Elle s’arrêta. Léonard ne souriait déjà plus, et il s’était légèrement détourné d’elle : « À quoi bon, Rosamond, supposer l’impossible ? » demandait-il, quelque peu impatient.

Elle se rapprocha de la table placée dans le coin du salon, se versa un verre d’eau, de cette eau qu’elle était allée chercher dans la bibliothèque, et le but avidement.
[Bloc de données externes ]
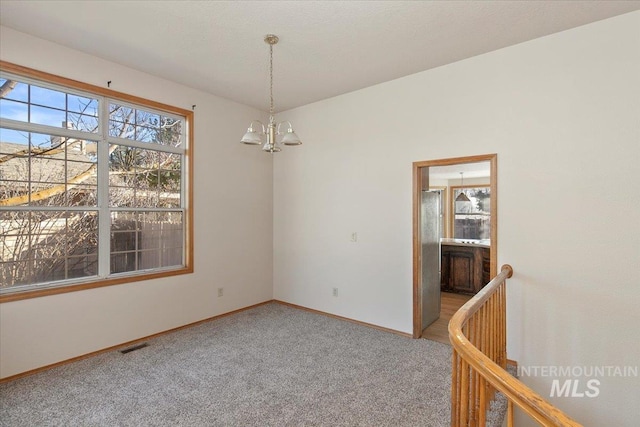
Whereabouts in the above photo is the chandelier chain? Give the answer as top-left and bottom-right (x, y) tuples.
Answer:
(269, 44), (273, 120)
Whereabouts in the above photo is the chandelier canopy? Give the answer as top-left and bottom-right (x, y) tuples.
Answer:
(240, 34), (302, 153)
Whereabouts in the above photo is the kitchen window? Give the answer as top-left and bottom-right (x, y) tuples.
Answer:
(450, 186), (491, 240)
(0, 63), (193, 301)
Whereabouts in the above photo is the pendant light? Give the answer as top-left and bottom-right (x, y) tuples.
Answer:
(240, 34), (302, 153)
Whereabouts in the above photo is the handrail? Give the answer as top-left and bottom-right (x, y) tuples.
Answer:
(449, 265), (581, 427)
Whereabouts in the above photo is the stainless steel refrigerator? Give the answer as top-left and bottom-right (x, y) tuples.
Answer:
(420, 190), (442, 330)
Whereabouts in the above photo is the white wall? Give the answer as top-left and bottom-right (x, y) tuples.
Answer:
(0, 27), (273, 377)
(274, 12), (640, 426)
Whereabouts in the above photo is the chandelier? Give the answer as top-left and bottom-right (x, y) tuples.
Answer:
(240, 34), (302, 153)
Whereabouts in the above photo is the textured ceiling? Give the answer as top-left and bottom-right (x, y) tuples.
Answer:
(0, 0), (640, 111)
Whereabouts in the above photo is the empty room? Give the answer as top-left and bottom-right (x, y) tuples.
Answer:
(0, 0), (640, 427)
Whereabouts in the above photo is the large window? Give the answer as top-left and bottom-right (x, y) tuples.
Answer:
(451, 186), (491, 239)
(0, 63), (192, 300)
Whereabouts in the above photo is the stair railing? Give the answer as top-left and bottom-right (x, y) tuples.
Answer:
(449, 265), (581, 427)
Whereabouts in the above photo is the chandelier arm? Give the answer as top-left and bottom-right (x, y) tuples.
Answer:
(276, 120), (293, 135)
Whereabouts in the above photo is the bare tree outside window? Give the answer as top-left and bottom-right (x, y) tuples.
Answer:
(0, 78), (184, 289)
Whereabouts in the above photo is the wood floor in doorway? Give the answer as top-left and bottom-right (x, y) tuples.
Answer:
(422, 292), (471, 344)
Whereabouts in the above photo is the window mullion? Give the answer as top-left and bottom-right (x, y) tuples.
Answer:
(98, 98), (111, 277)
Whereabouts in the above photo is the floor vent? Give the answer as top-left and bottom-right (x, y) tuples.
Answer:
(120, 342), (149, 354)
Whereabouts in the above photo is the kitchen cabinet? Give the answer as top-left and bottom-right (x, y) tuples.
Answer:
(440, 244), (490, 294)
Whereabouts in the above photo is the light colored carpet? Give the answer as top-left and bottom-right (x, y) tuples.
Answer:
(0, 303), (460, 427)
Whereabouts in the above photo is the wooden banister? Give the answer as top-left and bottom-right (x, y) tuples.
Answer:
(449, 265), (581, 427)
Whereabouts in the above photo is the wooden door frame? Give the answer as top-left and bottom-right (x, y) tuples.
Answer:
(413, 153), (498, 338)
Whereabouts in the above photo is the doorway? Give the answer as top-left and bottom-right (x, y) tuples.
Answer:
(413, 154), (498, 338)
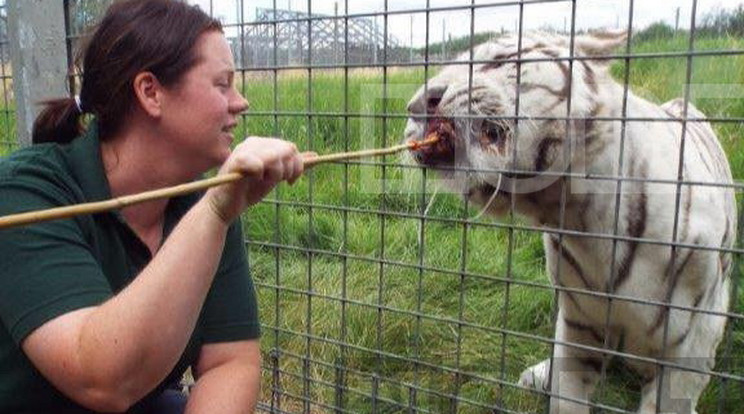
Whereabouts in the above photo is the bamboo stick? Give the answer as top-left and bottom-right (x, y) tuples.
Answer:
(0, 135), (438, 229)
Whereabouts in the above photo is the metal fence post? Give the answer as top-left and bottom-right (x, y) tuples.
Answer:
(8, 0), (69, 146)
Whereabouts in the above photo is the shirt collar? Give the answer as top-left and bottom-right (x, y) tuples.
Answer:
(69, 120), (111, 201)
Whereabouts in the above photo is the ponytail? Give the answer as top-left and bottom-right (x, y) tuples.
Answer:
(31, 98), (82, 144)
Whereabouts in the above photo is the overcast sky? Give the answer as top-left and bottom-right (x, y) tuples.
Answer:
(189, 0), (744, 46)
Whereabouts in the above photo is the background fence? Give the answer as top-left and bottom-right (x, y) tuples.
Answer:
(5, 0), (744, 413)
(0, 0), (17, 154)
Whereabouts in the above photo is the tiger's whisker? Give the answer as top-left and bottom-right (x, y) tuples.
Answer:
(472, 174), (503, 220)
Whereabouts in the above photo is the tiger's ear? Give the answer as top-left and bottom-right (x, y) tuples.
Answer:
(574, 30), (628, 57)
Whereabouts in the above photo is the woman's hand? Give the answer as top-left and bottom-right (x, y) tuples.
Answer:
(205, 137), (304, 224)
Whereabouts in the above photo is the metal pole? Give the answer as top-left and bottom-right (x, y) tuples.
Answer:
(8, 0), (69, 146)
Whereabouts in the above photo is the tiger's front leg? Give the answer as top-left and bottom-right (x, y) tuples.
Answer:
(519, 310), (603, 414)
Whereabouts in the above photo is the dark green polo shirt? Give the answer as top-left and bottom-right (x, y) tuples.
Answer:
(0, 123), (259, 413)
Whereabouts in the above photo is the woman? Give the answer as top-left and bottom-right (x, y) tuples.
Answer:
(0, 0), (303, 414)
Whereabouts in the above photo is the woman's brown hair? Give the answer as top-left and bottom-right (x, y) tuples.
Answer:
(32, 0), (222, 144)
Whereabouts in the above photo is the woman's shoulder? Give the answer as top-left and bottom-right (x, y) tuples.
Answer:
(0, 144), (78, 203)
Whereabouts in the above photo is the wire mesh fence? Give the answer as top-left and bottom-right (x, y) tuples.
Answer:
(0, 0), (17, 155)
(53, 0), (744, 413)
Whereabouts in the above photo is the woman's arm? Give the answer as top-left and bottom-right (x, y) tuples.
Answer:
(22, 138), (302, 412)
(186, 340), (261, 414)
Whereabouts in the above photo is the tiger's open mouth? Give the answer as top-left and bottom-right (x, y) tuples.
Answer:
(413, 118), (455, 167)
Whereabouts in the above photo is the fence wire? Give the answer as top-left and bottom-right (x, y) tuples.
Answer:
(55, 0), (744, 413)
(0, 0), (18, 156)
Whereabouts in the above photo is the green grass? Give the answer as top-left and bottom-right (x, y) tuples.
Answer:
(238, 34), (744, 413)
(243, 38), (744, 413)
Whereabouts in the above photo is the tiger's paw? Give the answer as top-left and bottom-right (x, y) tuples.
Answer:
(518, 359), (550, 391)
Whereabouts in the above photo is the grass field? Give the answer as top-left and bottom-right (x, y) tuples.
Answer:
(0, 37), (744, 413)
(240, 34), (744, 413)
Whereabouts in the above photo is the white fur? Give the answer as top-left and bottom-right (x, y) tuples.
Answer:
(405, 33), (736, 414)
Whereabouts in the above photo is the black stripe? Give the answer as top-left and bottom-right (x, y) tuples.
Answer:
(535, 136), (562, 172)
(563, 318), (604, 344)
(669, 328), (697, 348)
(679, 164), (693, 240)
(576, 357), (602, 372)
(559, 290), (589, 317)
(581, 60), (599, 93)
(612, 157), (648, 291)
(480, 47), (535, 72)
(438, 86), (488, 108)
(648, 243), (700, 335)
(550, 237), (596, 290)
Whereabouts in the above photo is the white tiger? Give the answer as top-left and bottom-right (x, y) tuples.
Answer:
(405, 33), (736, 414)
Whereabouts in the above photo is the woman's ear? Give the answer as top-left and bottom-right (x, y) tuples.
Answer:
(132, 72), (163, 118)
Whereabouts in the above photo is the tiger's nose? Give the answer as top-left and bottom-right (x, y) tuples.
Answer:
(406, 85), (447, 114)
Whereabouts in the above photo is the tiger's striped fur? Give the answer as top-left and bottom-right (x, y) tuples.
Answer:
(405, 33), (736, 414)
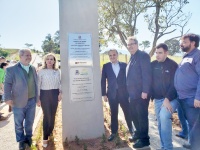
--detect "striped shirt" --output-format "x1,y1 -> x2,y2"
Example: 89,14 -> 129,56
38,69 -> 61,96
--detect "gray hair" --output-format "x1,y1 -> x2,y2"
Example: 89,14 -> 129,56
108,48 -> 118,55
19,49 -> 31,56
127,36 -> 138,44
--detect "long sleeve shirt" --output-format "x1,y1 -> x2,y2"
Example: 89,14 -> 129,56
174,49 -> 200,100
38,69 -> 61,96
151,58 -> 178,101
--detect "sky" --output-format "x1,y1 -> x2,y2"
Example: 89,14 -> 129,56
0,0 -> 200,50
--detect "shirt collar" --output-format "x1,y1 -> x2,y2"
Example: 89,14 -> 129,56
183,48 -> 198,58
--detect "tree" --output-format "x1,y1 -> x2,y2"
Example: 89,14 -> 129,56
42,31 -> 60,54
98,0 -> 152,47
99,0 -> 191,56
164,39 -> 180,55
139,41 -> 151,50
145,0 -> 191,56
24,43 -> 33,49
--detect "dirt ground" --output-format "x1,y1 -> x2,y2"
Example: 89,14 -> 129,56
35,102 -> 180,150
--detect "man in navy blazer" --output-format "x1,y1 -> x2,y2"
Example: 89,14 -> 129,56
4,49 -> 38,150
126,37 -> 152,148
101,49 -> 133,141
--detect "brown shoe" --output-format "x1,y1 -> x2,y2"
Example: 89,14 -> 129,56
0,116 -> 8,121
8,105 -> 12,112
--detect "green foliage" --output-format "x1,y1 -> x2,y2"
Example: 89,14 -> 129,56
42,31 -> 60,54
0,49 -> 9,57
98,0 -> 150,46
98,0 -> 191,56
75,135 -> 80,145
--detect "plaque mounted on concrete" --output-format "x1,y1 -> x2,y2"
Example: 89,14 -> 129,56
70,67 -> 94,102
68,33 -> 93,66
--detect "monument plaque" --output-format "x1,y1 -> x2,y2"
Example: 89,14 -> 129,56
70,67 -> 94,102
59,0 -> 104,141
68,33 -> 92,66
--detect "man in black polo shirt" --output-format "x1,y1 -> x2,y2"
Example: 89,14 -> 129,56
151,43 -> 178,150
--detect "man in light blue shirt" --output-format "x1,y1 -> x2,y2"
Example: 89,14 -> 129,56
101,49 -> 133,141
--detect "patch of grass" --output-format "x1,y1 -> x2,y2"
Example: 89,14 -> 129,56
31,117 -> 43,150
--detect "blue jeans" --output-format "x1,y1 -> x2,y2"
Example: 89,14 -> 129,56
179,98 -> 200,150
177,104 -> 190,143
154,99 -> 178,150
13,98 -> 36,142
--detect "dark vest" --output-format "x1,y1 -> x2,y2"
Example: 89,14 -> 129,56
23,67 -> 36,98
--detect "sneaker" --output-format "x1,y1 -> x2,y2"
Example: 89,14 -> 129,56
133,140 -> 150,148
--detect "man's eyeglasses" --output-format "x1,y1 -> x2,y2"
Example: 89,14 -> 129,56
127,43 -> 137,46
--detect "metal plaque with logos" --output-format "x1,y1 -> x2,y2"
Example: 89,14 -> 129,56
68,33 -> 93,66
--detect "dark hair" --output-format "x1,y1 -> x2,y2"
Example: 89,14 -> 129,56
156,43 -> 168,52
182,33 -> 199,47
0,56 -> 6,59
108,48 -> 118,55
0,63 -> 8,68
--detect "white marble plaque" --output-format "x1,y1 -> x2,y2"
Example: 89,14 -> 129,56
70,67 -> 94,102
68,33 -> 93,66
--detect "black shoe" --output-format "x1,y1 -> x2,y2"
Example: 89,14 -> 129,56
108,133 -> 116,141
133,140 -> 150,148
128,134 -> 138,142
25,138 -> 32,147
176,134 -> 187,139
19,142 -> 26,150
183,144 -> 191,149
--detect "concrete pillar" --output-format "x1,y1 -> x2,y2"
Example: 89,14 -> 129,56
59,0 -> 104,141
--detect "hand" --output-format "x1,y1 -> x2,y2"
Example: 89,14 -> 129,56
58,93 -> 62,102
37,100 -> 41,107
141,92 -> 147,99
103,96 -> 108,102
5,100 -> 13,107
162,98 -> 173,113
194,99 -> 200,108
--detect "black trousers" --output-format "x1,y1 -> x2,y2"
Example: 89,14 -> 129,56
109,93 -> 133,134
40,89 -> 59,140
130,98 -> 149,142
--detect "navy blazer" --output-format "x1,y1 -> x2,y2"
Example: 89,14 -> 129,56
101,62 -> 128,100
126,50 -> 152,99
4,63 -> 38,108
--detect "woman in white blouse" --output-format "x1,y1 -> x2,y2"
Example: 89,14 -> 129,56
37,53 -> 61,147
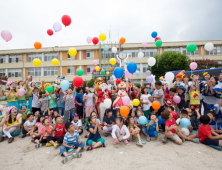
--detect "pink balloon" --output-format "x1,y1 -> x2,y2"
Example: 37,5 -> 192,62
17,89 -> 25,96
190,62 -> 197,71
142,41 -> 147,47
1,30 -> 12,42
86,36 -> 92,44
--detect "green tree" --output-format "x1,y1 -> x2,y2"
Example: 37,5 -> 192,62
151,51 -> 189,80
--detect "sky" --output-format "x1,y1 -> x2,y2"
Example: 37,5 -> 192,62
0,0 -> 222,50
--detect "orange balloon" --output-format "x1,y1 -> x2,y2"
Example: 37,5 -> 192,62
120,106 -> 130,117
119,37 -> 126,44
34,42 -> 42,50
152,101 -> 161,110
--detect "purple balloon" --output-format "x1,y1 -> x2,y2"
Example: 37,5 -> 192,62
53,22 -> 62,32
146,76 -> 153,83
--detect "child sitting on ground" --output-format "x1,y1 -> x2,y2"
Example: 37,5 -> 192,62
60,122 -> 85,164
86,116 -> 106,151
71,113 -> 83,135
103,109 -> 115,137
112,117 -> 130,145
142,115 -> 159,142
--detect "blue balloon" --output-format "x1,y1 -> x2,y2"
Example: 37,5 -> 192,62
151,31 -> 157,38
60,80 -> 69,91
114,67 -> 124,79
127,62 -> 137,74
180,118 -> 191,128
138,116 -> 147,125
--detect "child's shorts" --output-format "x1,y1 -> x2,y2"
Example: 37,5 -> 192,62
201,139 -> 219,146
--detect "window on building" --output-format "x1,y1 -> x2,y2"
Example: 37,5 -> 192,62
44,67 -> 58,76
28,68 -> 42,77
8,69 -> 21,77
28,54 -> 42,62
Puis elle alla vers la fenêtre, et cueillit quelques-unes des fleurs placées sur le rebord. Elle en jeta une partie le moment d’après, mais garda le reste dans sa main, et se mit à l’arranger en bouquet, assortissant les couleurs avec un soin tout particulier, tandis qu’elle s’abandonnait à ses pensées. Ceci fait, elle les plaça devant son corsage, les regarda un instant, sans paraître porter à cet examen aucune attention, les retira de l’endroit où elle les avait fixées, et, revenue près de son mari, passa le petit bouquet dans la boutonnière de son habit.

« Voilà de quoi vous donner l’aspect riant et heureux que j’aime à vous voir toujours, » lui disait-elle, tout en s’asseyant à ses pieds, dans son attitude favorite.

Et, tandis qu’elle restait là, les deux bras appuyés sur les genoux de son mari, elle le contemplait tristement.